Four corporate sustainability typologies
Four corporate sustainability typologies 

The company has identified four corporate sustainability typologies:

  1. Placemakers

Placemakers firmly place the responsibility to lead sustainability initiatives with the organisation’s leadership and use the office building as their canvas to display their green credentials. They’re more likely to occupy green buildings, adopt smart technology, install recycling facilities, employ energy-efficient design and introduce sustainable transport provisions to improve their environmental impact on the world.
Example: Companies adopting this approach frequently build new buildings, such as Google’s campus in London’s King’s Cross, which has provision for more than 600 bicycles compared to four car parking spaces, solar panels on the roof, motorised timber blinds on the outside of the building to keep direct sunlight out and is designed with renewable materials.

  1. Changemakers

Changemakers believe in the power of peer influence to activate change within the office. While still largely office-based change-makers will use the ‘return to office’ window of opportunity to encourage employees to modify behaviours in the workplace.

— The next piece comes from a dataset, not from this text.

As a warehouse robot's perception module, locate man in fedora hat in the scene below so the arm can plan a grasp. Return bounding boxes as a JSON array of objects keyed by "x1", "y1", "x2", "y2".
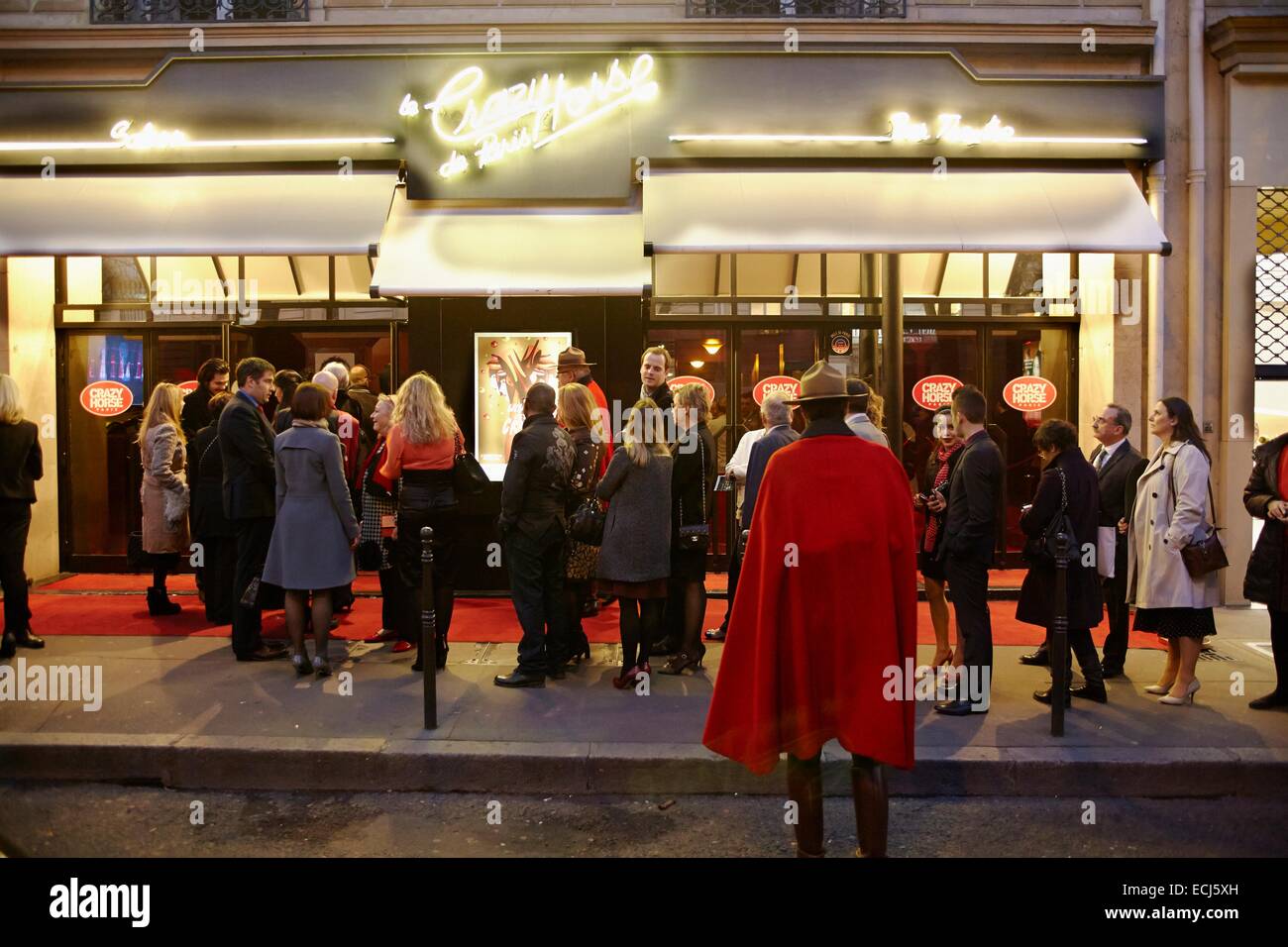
[
  {"x1": 702, "y1": 362, "x2": 917, "y2": 857},
  {"x1": 559, "y1": 346, "x2": 613, "y2": 476}
]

Example: Pharmaceutical company Genentech has named its green team the ‘Green Genes’. In its goal to educate and empower employees to be more sustainable, the company sponsors monthly guest speakers, holds movie nights focusing on sustainability issues and hosts an annual eco-party.  It also introduced composting to its cafeteria and saved $200,000 a year by replacing plastic water bottles with filtered water machines.

  1. Choicegivers

Choicegivers are organisations that use new ways of working and flexible work policies to promote more sustainable choices by employees beyond the office walls, rather than company-mandated policies. This typology is driven by recent research which found that following the pandemic people increasingly want to move to greener areas which encourage environmentally responsible behaviour. Employees have autonomy to work anywhere and make green choices for themselves, including outside the office – such as working from home to reduce their carbon footprint through reduced travel. 

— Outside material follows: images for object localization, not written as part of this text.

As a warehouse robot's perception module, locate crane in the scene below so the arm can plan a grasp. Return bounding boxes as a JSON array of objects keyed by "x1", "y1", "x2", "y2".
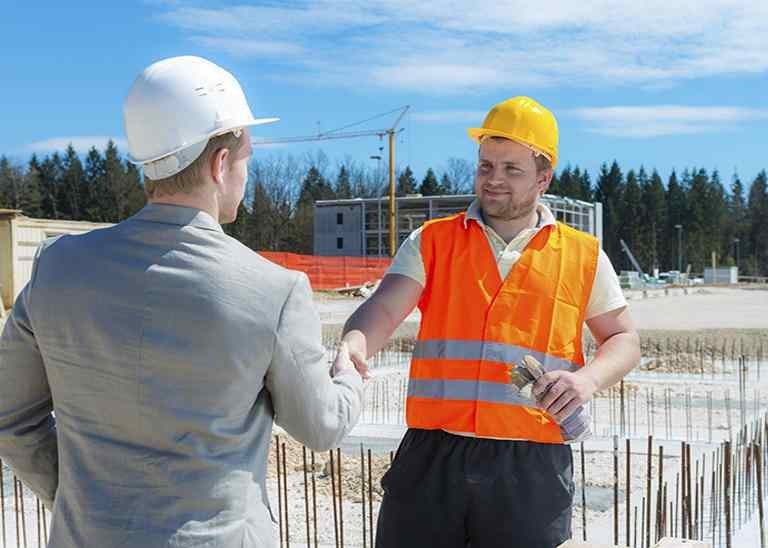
[{"x1": 253, "y1": 105, "x2": 410, "y2": 257}]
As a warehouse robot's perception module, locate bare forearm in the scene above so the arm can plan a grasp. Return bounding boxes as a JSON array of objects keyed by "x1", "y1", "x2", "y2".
[
  {"x1": 579, "y1": 332, "x2": 640, "y2": 390},
  {"x1": 342, "y1": 298, "x2": 402, "y2": 358}
]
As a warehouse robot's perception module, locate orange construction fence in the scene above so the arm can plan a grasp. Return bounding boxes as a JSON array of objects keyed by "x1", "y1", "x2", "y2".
[{"x1": 259, "y1": 251, "x2": 392, "y2": 289}]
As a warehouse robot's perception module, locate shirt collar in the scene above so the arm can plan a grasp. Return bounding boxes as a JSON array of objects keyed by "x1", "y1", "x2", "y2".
[
  {"x1": 133, "y1": 204, "x2": 224, "y2": 232},
  {"x1": 464, "y1": 199, "x2": 556, "y2": 230}
]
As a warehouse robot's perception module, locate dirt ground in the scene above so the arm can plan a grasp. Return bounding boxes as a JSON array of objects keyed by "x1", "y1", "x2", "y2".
[{"x1": 315, "y1": 287, "x2": 768, "y2": 340}]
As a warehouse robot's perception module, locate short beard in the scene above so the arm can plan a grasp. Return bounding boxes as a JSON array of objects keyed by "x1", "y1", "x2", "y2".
[{"x1": 480, "y1": 196, "x2": 538, "y2": 221}]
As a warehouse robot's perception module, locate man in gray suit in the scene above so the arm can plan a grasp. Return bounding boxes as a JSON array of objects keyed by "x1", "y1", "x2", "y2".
[{"x1": 0, "y1": 57, "x2": 362, "y2": 548}]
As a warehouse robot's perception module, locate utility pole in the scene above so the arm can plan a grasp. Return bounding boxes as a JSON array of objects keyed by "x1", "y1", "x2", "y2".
[
  {"x1": 675, "y1": 225, "x2": 683, "y2": 274},
  {"x1": 387, "y1": 129, "x2": 399, "y2": 257}
]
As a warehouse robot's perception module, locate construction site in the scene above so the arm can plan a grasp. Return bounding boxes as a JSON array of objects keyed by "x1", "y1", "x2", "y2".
[
  {"x1": 0, "y1": 48, "x2": 768, "y2": 548},
  {"x1": 0, "y1": 280, "x2": 768, "y2": 548}
]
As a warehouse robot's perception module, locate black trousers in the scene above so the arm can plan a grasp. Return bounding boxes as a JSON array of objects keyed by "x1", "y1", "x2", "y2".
[{"x1": 376, "y1": 429, "x2": 574, "y2": 548}]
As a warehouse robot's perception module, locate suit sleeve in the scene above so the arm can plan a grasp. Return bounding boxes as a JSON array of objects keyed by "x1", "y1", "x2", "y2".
[
  {"x1": 0, "y1": 244, "x2": 59, "y2": 509},
  {"x1": 266, "y1": 273, "x2": 363, "y2": 451}
]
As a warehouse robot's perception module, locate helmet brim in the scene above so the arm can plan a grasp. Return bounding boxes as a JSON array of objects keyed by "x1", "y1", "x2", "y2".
[{"x1": 467, "y1": 127, "x2": 557, "y2": 168}]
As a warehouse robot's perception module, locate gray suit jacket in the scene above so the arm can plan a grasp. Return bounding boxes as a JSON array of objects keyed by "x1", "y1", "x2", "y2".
[{"x1": 0, "y1": 204, "x2": 362, "y2": 548}]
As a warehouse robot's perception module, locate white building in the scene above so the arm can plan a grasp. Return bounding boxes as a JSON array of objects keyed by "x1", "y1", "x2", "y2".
[
  {"x1": 0, "y1": 209, "x2": 112, "y2": 314},
  {"x1": 314, "y1": 194, "x2": 603, "y2": 257}
]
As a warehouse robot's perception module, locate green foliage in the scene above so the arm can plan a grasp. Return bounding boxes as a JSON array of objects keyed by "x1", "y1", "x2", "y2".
[{"x1": 0, "y1": 143, "x2": 768, "y2": 275}]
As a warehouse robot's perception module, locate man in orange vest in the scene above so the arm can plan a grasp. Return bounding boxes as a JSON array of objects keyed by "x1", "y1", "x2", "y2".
[{"x1": 343, "y1": 97, "x2": 640, "y2": 548}]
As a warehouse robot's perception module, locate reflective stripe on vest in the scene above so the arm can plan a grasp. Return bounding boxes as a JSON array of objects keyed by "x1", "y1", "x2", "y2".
[
  {"x1": 406, "y1": 214, "x2": 599, "y2": 443},
  {"x1": 413, "y1": 339, "x2": 581, "y2": 373}
]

Example: Printing firm Xerox Design allowed 8,000 of its 27,000 employees to work remotely full-time, resulting in its employees driving 92 million fewer miles and saving 4.6 million gallons of fuel, cutting CO₂ emissions by almost 41,000 metric tons annually.

4. Arbitrators

Arbitrators are organisations that extend sustainability beyond the office building but step in to make more sustainable decisions in the home and community on behalf of their workforce – in effect, arbitrating for their own employees when it comes to green issues. These organisations understand that, even if fewer people work from the office every day, they still have a degree of corporate responsibility for their employees – and they are likely to offer subsidised transport and smart home energy solutions for employees as well as to run community-minded green initiatives.
Example: Sustainable clothing company Patagonia recognises the importance of political action on the environment. It has made voting for eco-friendly political leaders a cornerstone of its sustainability message. Patagonia has a self-imposed Earth tax of 1% for the planet which provides support to environmental non-profits working to defend the air, land and water around the globe.

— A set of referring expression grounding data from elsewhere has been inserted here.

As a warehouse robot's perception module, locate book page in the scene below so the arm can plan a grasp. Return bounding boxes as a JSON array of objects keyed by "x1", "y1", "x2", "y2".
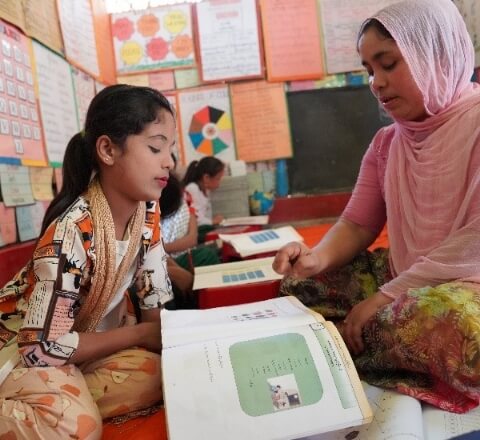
[
  {"x1": 193, "y1": 257, "x2": 283, "y2": 290},
  {"x1": 161, "y1": 296, "x2": 323, "y2": 348},
  {"x1": 162, "y1": 312, "x2": 370, "y2": 440},
  {"x1": 423, "y1": 405, "x2": 480, "y2": 440},
  {"x1": 302, "y1": 382, "x2": 424, "y2": 440},
  {"x1": 219, "y1": 226, "x2": 303, "y2": 257}
]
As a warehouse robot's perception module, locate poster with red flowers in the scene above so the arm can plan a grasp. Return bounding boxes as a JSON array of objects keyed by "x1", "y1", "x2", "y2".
[{"x1": 111, "y1": 4, "x2": 195, "y2": 73}]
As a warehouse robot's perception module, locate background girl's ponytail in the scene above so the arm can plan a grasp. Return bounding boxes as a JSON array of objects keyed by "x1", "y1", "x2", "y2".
[
  {"x1": 183, "y1": 160, "x2": 202, "y2": 186},
  {"x1": 183, "y1": 156, "x2": 225, "y2": 186}
]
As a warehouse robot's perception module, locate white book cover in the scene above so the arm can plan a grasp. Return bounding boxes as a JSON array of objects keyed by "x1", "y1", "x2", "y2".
[
  {"x1": 301, "y1": 383, "x2": 480, "y2": 440},
  {"x1": 193, "y1": 257, "x2": 283, "y2": 290},
  {"x1": 219, "y1": 226, "x2": 303, "y2": 257},
  {"x1": 161, "y1": 297, "x2": 372, "y2": 440}
]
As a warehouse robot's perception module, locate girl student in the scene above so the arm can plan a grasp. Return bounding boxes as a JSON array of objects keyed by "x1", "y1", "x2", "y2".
[
  {"x1": 274, "y1": 0, "x2": 480, "y2": 412},
  {"x1": 0, "y1": 85, "x2": 175, "y2": 440},
  {"x1": 183, "y1": 156, "x2": 225, "y2": 243},
  {"x1": 160, "y1": 172, "x2": 220, "y2": 270}
]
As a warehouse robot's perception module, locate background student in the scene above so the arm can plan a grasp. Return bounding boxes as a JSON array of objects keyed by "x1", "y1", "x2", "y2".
[
  {"x1": 183, "y1": 156, "x2": 225, "y2": 243},
  {"x1": 160, "y1": 172, "x2": 220, "y2": 270},
  {"x1": 274, "y1": 0, "x2": 480, "y2": 412},
  {"x1": 160, "y1": 170, "x2": 220, "y2": 308},
  {"x1": 0, "y1": 85, "x2": 175, "y2": 439}
]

“What is important to recognise is that the four typologies of a sustainable organisation are not mutually exclusive,” says Moneypenny CEO Joanna Swash. “For example Moneypenny has traits in all four. A placemaker because our HQ was built with environmental goals in mind, a changemaker because of our eco-pennies employee-led sustainable living group, which shaped our HQ and so much more since then. We are also classed as a choice-giver as we invested in technology to make hybrid working a viable and successful option, and also an arbitrator, as we are engaging with the wider community and choosing to offset our UK carbon emissions.”